A View from the Task Force and the Judiciary
The topic of injunctions under the UPCA was raised by Johannes Karcher (Head of the Task Force, EU Patent and Unified Patent Court, Germany) with particular focus on the discretion of the Court by a rule specifying the Court ‘may’ provisionally grant an injunction (an interim injunction) and the Court’s weighing of interests of the parties compared with the situation when the Court has found infringement and normally has to grant an injunction and only has a narrow margin of discretion.
The question of whether there is a gap introduced by the possibility of a decision at first instance by the Local/Regional Division on infringement and the decision of the Central Division on validity. The safeguards are said to include the discretion to include infringement and validity in the same proceedings and that there is the possibility of a reasoned decision on bifurcation, a discretionary review and a stay of the infringement proceedings. He referred to the Industry Coalition Scenario (see YouTube clip) and expressed the view that there are things to be wary of, but there are sufficient tools in the toolbox to allow a flexible response.

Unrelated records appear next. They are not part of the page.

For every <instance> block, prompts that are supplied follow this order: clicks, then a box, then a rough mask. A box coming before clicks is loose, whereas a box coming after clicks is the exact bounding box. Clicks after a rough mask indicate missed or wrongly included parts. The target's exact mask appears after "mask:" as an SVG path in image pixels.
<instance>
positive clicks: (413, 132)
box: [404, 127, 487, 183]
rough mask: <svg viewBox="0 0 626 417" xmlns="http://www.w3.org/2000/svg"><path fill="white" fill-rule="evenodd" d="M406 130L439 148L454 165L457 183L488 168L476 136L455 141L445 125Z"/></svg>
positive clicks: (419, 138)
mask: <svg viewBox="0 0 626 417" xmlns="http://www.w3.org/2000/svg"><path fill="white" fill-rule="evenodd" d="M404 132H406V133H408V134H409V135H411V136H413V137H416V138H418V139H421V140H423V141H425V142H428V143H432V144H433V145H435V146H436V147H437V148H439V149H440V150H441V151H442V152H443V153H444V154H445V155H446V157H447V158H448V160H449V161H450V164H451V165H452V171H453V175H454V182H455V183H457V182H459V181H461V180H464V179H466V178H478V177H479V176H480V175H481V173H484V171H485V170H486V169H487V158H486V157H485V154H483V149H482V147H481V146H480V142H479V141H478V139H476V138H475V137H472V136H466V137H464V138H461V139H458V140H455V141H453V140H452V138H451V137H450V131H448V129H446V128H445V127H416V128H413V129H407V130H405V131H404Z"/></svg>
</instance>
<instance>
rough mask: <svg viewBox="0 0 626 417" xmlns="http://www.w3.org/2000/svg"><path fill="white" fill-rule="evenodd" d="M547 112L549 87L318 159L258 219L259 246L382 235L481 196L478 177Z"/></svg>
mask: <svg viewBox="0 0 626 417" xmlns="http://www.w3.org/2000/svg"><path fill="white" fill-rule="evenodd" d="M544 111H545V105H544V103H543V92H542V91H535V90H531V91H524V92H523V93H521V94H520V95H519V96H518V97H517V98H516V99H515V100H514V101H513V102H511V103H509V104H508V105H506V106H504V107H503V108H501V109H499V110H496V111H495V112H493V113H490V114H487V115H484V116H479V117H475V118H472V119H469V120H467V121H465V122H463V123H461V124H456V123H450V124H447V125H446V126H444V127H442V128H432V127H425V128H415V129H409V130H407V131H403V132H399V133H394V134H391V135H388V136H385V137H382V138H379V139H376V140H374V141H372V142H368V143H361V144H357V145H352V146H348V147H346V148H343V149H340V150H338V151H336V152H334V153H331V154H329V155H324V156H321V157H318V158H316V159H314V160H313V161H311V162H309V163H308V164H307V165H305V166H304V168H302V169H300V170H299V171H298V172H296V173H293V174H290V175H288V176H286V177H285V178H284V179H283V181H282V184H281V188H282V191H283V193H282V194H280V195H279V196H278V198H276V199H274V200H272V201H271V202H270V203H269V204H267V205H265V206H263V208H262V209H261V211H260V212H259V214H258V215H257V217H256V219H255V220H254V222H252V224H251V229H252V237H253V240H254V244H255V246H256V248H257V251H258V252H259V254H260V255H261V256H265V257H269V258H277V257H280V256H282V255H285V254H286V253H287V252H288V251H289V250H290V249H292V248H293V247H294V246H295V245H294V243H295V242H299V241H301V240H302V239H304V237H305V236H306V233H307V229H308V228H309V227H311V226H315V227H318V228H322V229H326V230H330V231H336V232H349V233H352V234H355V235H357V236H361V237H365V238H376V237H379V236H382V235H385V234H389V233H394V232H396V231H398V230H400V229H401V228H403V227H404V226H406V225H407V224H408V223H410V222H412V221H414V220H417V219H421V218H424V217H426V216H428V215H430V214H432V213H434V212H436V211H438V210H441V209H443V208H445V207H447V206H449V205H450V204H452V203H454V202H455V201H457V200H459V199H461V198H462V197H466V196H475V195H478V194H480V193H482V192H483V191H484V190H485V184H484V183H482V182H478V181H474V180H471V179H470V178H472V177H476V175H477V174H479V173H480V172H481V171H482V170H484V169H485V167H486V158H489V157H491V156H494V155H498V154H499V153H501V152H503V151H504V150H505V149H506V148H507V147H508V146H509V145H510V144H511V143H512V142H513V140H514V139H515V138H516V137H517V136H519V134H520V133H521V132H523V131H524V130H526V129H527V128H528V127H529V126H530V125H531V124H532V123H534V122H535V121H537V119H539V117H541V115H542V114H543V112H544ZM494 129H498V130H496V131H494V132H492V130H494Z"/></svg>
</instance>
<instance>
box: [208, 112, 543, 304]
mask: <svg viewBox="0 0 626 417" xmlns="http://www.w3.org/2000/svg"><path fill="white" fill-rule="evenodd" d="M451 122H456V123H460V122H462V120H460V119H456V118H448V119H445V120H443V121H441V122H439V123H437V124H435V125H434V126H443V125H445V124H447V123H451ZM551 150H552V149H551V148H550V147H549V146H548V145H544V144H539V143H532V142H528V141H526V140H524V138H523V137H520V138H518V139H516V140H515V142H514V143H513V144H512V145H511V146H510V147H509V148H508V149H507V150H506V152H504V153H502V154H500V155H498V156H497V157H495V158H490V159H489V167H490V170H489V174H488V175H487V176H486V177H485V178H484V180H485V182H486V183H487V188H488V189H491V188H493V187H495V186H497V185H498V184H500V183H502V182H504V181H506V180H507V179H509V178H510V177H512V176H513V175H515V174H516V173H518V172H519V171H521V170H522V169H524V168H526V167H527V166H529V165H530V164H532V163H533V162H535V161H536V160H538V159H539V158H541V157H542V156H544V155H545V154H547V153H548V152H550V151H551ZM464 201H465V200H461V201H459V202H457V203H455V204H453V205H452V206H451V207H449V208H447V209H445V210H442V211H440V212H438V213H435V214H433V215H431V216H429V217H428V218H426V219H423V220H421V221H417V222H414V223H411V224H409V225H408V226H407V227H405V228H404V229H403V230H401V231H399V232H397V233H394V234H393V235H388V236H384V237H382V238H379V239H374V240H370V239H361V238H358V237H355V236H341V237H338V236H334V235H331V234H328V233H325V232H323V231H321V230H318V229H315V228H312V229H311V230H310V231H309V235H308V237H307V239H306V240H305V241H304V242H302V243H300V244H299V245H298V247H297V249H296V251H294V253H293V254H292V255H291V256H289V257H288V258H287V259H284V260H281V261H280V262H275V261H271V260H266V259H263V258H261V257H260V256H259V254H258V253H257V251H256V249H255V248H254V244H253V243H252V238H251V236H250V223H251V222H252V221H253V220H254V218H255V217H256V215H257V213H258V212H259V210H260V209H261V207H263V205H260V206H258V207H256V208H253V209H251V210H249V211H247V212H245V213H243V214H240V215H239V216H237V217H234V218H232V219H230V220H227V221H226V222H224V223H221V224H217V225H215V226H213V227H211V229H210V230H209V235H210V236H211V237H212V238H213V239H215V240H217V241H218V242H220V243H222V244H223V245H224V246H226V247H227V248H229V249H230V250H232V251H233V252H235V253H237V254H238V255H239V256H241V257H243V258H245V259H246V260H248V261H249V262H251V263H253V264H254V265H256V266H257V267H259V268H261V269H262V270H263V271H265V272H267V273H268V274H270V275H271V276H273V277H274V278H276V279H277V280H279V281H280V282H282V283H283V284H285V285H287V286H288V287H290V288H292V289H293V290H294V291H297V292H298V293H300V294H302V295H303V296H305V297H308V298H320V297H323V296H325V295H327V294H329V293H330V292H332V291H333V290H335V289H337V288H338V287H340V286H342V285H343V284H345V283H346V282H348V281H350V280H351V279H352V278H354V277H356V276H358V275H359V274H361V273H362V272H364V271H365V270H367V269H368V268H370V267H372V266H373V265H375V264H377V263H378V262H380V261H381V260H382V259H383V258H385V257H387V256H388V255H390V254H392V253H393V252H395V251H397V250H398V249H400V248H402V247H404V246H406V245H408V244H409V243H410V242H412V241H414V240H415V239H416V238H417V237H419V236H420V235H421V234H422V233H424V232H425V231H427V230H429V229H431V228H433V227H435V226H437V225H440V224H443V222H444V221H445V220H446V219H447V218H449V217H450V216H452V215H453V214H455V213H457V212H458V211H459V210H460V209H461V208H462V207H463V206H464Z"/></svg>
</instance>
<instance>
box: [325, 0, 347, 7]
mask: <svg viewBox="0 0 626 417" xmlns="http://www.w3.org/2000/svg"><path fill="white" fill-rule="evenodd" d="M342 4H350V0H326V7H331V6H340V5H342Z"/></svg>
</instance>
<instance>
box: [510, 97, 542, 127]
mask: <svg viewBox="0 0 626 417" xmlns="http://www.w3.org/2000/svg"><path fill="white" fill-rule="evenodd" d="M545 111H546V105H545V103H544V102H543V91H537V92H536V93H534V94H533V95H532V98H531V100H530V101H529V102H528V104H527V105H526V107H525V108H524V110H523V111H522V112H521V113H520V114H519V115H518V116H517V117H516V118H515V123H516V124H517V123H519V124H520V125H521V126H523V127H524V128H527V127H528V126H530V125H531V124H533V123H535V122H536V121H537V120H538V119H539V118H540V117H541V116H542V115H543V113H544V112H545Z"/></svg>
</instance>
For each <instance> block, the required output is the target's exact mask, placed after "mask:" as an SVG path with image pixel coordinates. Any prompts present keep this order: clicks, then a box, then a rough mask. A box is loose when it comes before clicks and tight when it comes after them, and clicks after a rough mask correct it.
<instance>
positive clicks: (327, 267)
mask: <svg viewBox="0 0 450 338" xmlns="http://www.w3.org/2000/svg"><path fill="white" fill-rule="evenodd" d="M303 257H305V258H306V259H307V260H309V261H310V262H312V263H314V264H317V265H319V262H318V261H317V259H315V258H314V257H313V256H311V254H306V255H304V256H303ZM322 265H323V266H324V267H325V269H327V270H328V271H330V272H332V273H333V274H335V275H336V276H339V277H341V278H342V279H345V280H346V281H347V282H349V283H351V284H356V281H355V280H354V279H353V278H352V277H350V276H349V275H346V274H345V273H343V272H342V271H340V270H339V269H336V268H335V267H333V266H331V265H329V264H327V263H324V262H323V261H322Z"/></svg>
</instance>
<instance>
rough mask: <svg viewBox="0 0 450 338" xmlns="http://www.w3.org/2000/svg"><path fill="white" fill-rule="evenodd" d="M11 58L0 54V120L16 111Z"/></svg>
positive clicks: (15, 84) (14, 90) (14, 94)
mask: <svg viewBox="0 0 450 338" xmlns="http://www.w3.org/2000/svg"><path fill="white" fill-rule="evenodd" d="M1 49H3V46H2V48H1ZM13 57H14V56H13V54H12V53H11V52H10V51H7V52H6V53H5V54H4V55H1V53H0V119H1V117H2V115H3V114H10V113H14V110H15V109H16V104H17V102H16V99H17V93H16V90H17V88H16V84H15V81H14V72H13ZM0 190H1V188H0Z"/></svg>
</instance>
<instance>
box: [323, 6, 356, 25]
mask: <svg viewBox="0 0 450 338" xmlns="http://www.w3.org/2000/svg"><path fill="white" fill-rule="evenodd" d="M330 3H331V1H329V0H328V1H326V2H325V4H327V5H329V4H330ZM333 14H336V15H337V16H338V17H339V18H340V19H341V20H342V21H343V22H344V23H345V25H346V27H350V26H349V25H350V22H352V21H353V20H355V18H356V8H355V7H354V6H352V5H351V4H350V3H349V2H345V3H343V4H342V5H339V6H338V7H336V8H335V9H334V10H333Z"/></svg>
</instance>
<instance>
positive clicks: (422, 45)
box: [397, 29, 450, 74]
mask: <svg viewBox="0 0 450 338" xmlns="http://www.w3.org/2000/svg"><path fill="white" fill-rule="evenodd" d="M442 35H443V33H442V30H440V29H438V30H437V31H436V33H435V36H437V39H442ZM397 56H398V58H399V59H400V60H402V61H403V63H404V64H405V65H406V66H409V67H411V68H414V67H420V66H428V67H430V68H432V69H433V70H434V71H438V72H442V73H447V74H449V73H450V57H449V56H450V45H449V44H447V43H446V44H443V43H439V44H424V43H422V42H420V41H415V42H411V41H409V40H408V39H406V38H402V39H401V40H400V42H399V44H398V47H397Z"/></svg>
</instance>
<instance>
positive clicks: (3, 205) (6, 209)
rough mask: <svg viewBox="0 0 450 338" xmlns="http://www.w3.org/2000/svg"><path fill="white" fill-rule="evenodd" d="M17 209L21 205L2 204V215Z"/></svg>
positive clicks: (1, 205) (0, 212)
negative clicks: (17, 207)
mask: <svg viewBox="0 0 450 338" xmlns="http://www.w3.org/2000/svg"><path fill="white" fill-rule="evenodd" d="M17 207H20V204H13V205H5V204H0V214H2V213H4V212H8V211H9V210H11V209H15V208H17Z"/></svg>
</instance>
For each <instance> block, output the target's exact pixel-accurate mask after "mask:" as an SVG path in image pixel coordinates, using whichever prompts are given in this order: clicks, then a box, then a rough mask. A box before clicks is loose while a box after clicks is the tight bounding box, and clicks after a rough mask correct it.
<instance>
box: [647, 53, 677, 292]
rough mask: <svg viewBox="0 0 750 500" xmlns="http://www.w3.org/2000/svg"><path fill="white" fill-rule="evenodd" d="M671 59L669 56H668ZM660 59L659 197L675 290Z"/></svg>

Rt Hon. Sir Robin Jacob (UCL) did not think there would be much bifurcation because a reason must be given and most judges are not going to say they cannot do both parts of the proceedings. Also, it does not happen at the outset, it only happens once the defence is submitted and it is to be done at the request of the Claimant (who is unlikely to request it and show a sign of weakness). It might however happen in weaker parts of the system. Of course, if revocation proceedings are brought in advance in another court then the infringement proceedings are stayed without discretion.
Hon. Mr Justice Colin Birss (Chancery Division, High Court) identified a polarising tension between Germany and ‘everybody else’. He said it was important to recognise that this is not a jurisdiction in which things are always done the same way. The concern comes from the uncertainty in the system at this stage, but there must be the freedom for it to develop. His personal opinion is that there will not be much bifucation, but thinks that it will happen a bit.
Annabelle Bennett (Federal Court of Australia) asked whether a cross-undertaking as to damages is one safeguard in relation to an interim injunction. It is said to be available but also discretionary. Robin Jacob noted that in the UK third parties can benefit from such an undertaking and the Ministry of Health has taken some action in relation to that. He is uncertain if that is available in the UPC as the rules are not clear on that.
When asked about training of judges, Robin Jacob mentioned that there is an assumption that experience can be gained by training. He also noted that no member of the EPO can be a UPC judge and low pay might be an issue, coining the phrase ‘pay peanuts; get monkeys’. Johannes Karcher was of the view that the judges will be adequately experienced in part as a result of the pool from which they are drawn and that the litigation will centre there. Robin Jacob disagreed with that and said that if people have a rotten case they will take it to a rotten judge. Mr Justice Birss suggested that it was an important part of the process that judges must travel although he was not sure how this would be implemented. It was noted that part-time judges who are also practising lawyers need an exception to be granted to be appointed.
Robin Jacob foresees that the Central Division dealing with validity might become a realistic alternative to opposition proceedings at the EPO and therefore might be a very busy court.